OTT Pejabat UNJ, KPK: Pelimpahan ke Polisi Bukan Pertama Kali

OTT Pejabat UNJ, KPK: Pelimpahan ke Polisi Bukan Pertama Kali

Agen Domini Qiu Qiu, Agen Qiu Qiu Bandar Ceme, Capsa Susun– KPK bicara tentang penyerahan masalah operasi tangkap tangan (OTT) pegawai Kampus Negeri Jakarta (UNJ) ke faksi kepolisian. KPK menjelaskan penyerahan masalah ke polisi bukan hal baru serta pertama.

“Ini kok diberikan ke aparat penegak hukum lain? Perlu kami tekankan KPK bukan hanya sekali ini menyerahkan masalah pada aparat penegak hukum lain, awalnya kami beberapa masalah selanjutnya diberikan penegak hukum lain, baik kejaksaan kepolisian, sama hal-nya saat memahami hasil dari tangkap tangan itu kita dalami, rupanya diantaranya tindakan pelaksana negara tidak dipenuhi, karena itu kita berikan ke aparat hukum lain,” kata Plt Juru bicara KPK Ali Fikri waktu pertemuan wartawan di Polda Metro Jaya, Jakarta, Sabtu (23/5/2020).

Masalah background penyerahan masalah ini ke polisi, Ali menerangkan KPK tidak sendirian lakukan OTT tetapi bekerja bersama dengan Inspektorat Jenderal Kemendikbud RI. Ali menjelaskan KPK mendapatkan info sangkaan penyerahan uang pada petinggi Kemendikbud.

“Sebab ada info jika ada sangkaan penyerahan beberapa uang pada petinggi di Kemendikbud, di situlah info yang diterima KPK selanjutnya bersama ke lapangan, serta betul ditangkap seseorang, atas nama DAN untuk kepala sisi kepegawaian di UNJ,” kata Ali.

Ali menjelaskan penyerahan masalah OTT ini telah sesuai ketentuan undang-undang Klausal 28 Tahun 1999. Menurut dia, masalah ini dilimpahkan ke polisi sebab tidak sesuai ketentuan yang berlaku di KPK yakni satu masalah dapat diatasi KPK jika masalah itu menyertakan pelaksana negara.

Baca juga : Dikejar di Pasar, Ini Detik-detik 2 Tim Tugas COVID-19 Papua Ditembak KKB

“Saat ini di luar yang kami baca pada media ialah KPK amankan pimpinan perguruan tinggi atau rektor, perlu kami tekankan waktu itu yang ditangkap ialah seorang namanya DAN untuk Kabag Kepegawaian, jika kita bicara tentang UU 28 1999, kelak dihubungkan Klausal 11 UU KPK, KPK ada keunikan tidak sama dengan aparat hukum lain seperti kepolisan serta kejaksaan, di KPK Klausal 11 disana sangat jelas punyai wewenang menyelidik, menyidiki. Serta tuntut tipikor, diantaranya menyertakan pelaksana negara,” tuturnya.

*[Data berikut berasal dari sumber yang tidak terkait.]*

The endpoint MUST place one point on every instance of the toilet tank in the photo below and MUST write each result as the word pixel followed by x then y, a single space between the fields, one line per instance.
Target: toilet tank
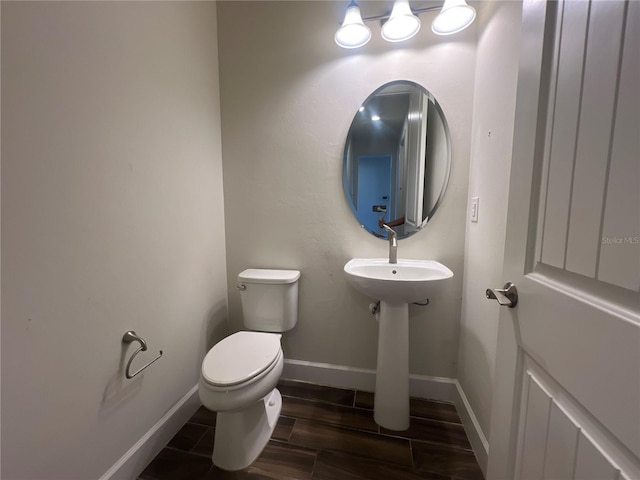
pixel 269 299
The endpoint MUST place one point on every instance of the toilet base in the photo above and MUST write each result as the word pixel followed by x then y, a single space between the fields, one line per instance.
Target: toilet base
pixel 241 436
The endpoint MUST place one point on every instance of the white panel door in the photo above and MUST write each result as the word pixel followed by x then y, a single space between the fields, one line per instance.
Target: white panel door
pixel 567 392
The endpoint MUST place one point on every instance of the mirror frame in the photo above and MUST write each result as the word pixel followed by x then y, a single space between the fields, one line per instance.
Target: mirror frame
pixel 347 180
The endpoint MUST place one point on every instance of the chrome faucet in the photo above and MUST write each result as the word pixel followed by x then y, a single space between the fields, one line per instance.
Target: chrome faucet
pixel 393 244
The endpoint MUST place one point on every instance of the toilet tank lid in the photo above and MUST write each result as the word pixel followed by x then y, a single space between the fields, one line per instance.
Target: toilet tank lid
pixel 257 275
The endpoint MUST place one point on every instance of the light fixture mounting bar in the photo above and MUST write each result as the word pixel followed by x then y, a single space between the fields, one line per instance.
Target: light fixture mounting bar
pixel 386 16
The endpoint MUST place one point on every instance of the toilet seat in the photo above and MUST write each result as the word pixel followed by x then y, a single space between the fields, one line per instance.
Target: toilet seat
pixel 240 357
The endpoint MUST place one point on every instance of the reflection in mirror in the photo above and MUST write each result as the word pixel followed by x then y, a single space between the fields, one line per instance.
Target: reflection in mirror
pixel 397 159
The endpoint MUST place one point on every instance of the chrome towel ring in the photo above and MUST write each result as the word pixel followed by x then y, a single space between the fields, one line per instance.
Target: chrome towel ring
pixel 129 337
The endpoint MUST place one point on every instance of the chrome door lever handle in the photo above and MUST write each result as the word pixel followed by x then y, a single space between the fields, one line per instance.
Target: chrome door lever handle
pixel 507 296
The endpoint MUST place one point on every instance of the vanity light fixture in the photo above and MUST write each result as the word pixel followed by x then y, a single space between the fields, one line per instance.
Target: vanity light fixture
pixel 403 23
pixel 455 16
pixel 353 33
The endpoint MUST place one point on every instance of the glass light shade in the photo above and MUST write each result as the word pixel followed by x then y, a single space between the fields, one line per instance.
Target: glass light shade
pixel 402 25
pixel 455 16
pixel 353 33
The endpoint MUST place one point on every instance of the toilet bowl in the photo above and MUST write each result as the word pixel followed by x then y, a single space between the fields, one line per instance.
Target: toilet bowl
pixel 238 380
pixel 239 374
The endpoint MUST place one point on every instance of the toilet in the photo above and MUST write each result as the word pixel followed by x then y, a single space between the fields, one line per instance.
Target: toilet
pixel 239 374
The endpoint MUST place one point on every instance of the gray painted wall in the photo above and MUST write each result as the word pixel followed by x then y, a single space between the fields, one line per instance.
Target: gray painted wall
pixel 288 95
pixel 491 144
pixel 112 220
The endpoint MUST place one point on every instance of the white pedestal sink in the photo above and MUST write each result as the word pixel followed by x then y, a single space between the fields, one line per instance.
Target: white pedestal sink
pixel 396 285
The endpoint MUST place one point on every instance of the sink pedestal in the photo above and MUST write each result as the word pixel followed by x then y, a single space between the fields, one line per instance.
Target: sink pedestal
pixel 391 402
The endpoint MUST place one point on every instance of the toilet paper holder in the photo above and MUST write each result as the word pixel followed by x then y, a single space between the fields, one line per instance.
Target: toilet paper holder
pixel 130 337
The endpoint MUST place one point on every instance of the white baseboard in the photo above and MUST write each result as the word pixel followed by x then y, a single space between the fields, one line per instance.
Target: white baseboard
pixel 433 388
pixel 472 428
pixel 134 461
pixel 420 386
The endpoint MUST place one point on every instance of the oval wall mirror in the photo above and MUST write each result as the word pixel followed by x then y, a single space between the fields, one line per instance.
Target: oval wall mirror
pixel 397 159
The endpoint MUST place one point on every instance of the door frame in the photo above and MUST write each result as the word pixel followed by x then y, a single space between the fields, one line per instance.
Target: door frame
pixel 537 27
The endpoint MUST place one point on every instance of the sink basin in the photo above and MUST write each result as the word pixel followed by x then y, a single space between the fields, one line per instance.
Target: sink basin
pixel 407 281
pixel 396 285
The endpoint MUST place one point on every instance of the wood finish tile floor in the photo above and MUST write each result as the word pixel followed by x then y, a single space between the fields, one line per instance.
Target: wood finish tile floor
pixel 328 433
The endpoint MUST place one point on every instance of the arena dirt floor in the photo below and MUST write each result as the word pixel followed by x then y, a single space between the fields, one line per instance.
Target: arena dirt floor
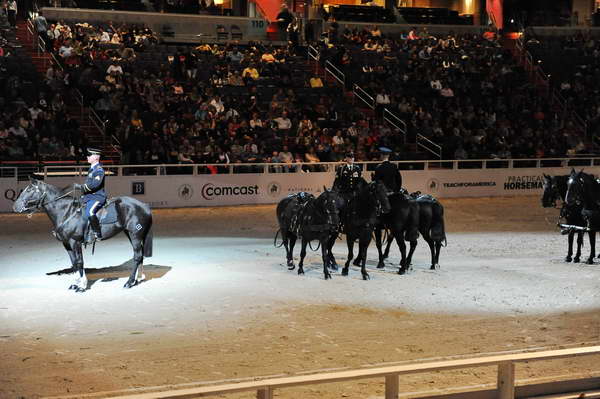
pixel 219 305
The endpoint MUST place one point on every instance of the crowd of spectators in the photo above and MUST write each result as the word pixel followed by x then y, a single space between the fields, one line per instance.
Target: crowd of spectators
pixel 465 92
pixel 34 122
pixel 214 103
pixel 232 103
pixel 572 63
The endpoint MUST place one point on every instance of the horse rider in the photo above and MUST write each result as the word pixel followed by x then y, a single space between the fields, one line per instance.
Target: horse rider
pixel 347 176
pixel 387 172
pixel 94 196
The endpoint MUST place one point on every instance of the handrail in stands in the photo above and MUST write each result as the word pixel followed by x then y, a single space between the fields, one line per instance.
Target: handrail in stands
pixel 362 95
pixel 335 72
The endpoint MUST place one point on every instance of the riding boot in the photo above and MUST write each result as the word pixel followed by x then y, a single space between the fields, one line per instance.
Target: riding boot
pixel 95 223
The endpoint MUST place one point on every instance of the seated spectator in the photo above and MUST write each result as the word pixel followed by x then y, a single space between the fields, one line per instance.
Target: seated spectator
pixel 250 73
pixel 284 124
pixel 316 82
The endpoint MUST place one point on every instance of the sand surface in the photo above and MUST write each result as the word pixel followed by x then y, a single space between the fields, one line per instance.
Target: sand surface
pixel 220 305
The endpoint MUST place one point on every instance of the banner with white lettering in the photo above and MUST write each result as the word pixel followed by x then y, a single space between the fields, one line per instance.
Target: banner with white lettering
pixel 245 189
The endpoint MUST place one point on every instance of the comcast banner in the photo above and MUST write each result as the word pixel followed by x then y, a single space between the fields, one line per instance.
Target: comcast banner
pixel 243 189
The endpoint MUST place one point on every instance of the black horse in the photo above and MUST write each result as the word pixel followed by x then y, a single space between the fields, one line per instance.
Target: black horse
pixel 289 213
pixel 430 223
pixel 555 188
pixel 402 223
pixel 360 218
pixel 583 190
pixel 320 221
pixel 132 217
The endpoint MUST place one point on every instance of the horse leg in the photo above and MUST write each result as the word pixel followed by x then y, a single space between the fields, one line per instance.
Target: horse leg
pixel 362 253
pixel 380 264
pixel 72 255
pixel 289 240
pixel 411 251
pixel 80 283
pixel 330 243
pixel 590 260
pixel 388 245
pixel 403 261
pixel 570 250
pixel 325 255
pixel 302 255
pixel 350 244
pixel 579 245
pixel 429 242
pixel 138 260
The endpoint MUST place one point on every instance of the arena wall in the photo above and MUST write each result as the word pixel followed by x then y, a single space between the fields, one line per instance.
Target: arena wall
pixel 185 27
pixel 175 191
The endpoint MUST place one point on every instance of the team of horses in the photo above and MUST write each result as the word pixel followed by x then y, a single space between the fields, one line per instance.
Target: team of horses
pixel 580 210
pixel 369 211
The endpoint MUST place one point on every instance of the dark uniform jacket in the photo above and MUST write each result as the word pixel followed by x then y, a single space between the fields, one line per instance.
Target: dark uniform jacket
pixel 389 174
pixel 347 177
pixel 93 188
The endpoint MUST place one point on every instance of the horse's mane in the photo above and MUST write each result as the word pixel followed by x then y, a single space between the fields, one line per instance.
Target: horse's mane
pixel 64 191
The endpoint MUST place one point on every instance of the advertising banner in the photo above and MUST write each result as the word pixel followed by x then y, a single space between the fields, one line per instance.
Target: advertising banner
pixel 244 189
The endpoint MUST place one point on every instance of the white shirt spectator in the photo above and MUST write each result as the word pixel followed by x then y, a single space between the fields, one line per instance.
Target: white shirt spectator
pixel 382 99
pixel 286 157
pixel 34 112
pixel 283 123
pixel 436 85
pixel 447 92
pixel 218 104
pixel 254 123
pixel 114 68
pixel 65 51
pixel 17 131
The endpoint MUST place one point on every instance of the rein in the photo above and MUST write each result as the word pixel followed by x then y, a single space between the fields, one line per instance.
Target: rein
pixel 40 203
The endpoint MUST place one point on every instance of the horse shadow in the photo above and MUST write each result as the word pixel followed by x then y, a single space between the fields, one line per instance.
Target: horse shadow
pixel 112 273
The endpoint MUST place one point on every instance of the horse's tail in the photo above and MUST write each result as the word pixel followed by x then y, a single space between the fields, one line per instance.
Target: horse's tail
pixel 148 243
pixel 438 230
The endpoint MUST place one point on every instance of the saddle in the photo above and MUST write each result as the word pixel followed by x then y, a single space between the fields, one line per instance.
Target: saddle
pixel 108 213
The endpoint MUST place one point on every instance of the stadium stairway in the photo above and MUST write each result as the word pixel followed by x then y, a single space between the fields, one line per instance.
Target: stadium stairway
pixel 42 60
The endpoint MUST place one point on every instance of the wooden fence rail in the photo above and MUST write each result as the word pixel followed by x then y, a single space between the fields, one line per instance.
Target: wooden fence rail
pixel 264 388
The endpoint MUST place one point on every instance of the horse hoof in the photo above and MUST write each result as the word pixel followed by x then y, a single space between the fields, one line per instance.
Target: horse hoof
pixel 130 284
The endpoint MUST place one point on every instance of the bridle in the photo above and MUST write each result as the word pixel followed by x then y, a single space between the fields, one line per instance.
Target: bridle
pixel 575 188
pixel 330 204
pixel 553 193
pixel 38 203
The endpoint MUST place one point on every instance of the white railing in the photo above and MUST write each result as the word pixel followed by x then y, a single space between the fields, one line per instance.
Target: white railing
pixel 505 381
pixel 335 73
pixel 314 55
pixel 429 146
pixel 318 167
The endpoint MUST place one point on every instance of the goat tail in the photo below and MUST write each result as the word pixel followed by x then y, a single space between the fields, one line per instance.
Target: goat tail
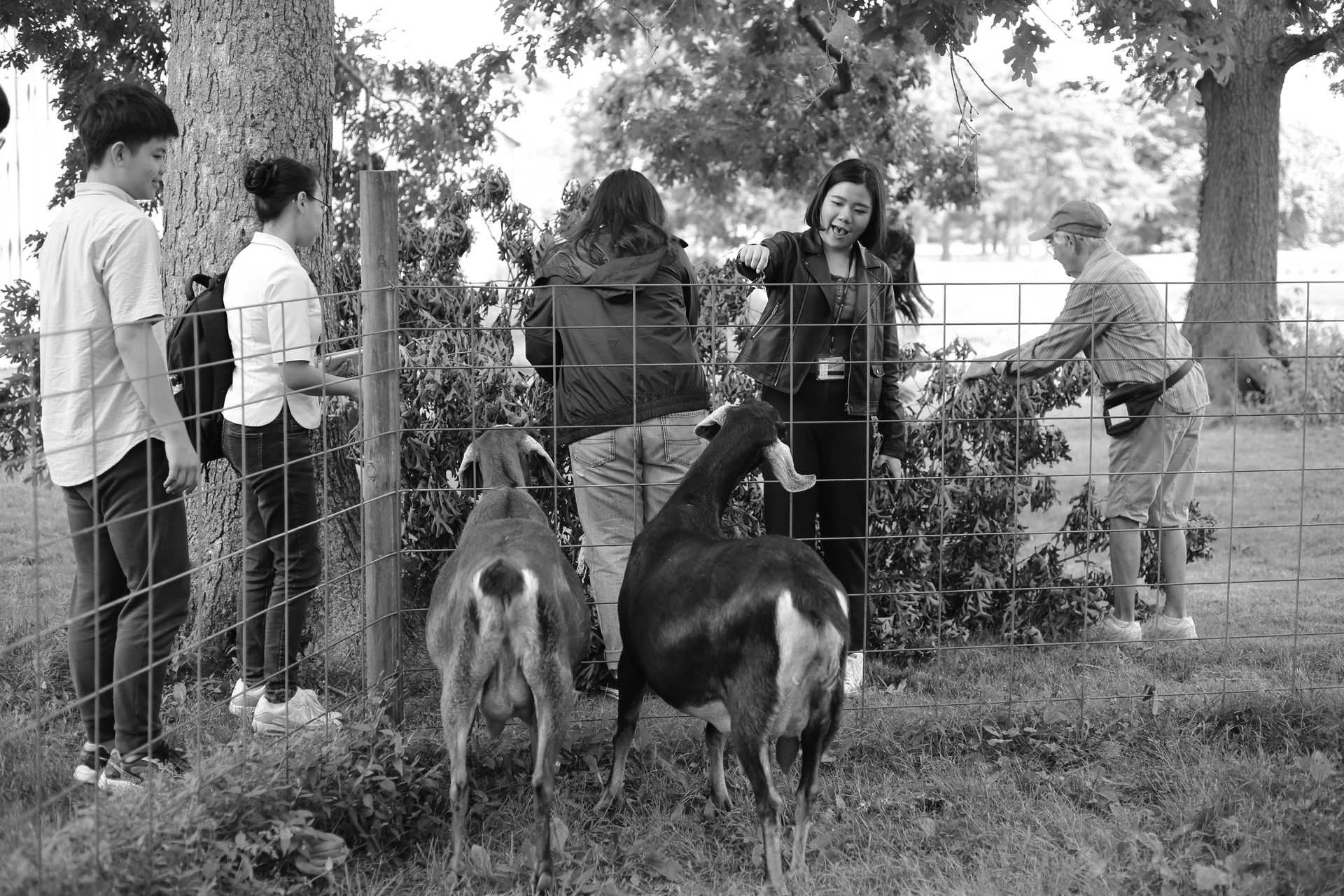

“Jadi yang menyertakan pelaksana negara diantaranya kelak ada penegak hukum dan sebagainya, termasuk juga kerugian satu miliar serta yang lain, selanjutnya di UU cukup jelas jika dalam soal tipikor tidak penuhi ketetapan seperti ayat 1, karena itu KPK harus menyerahkan penyidikan, penyelidikan, serta penuntutan ke kepolisian serta kejaksaan. UU mengharuskan demikian di klausal 11 nya,” tambahnya.

Walau demikian, Ali pastikan KPK tidak terlepas tangan di masalah ini meskipun masalah telah dilimpahkan ke polisi. Ali memperjelas KPK serta polisi tetap akan lakukan pengaturan dalam menginvestigasi masalah ini.

Berkaitan dengan keterikatan Rektor UNJ dalam masalah ini, Ali menjelaskan faksinya bersama-sama polisi masih menyelidik. Sampai sekarang KPK belum mendapatkan ada keterikatan pelaksana negara dalam masalah ini.

“Sesudah minta info dari tujuh orang itu team memiliki pendapat, rupanya pemenuhan tindakan aktor pelaksana negara belum diketemukan. Maka dari itu, di Klausal 11 (UU KPK) ayat 2 harus diberikan, karena itu tanggal 21 Mei (masalah) diberikan ke kepolisian, serta dalam soal ini dilakukan tindakan oleh Polda Metro Jaya,” ujarnya.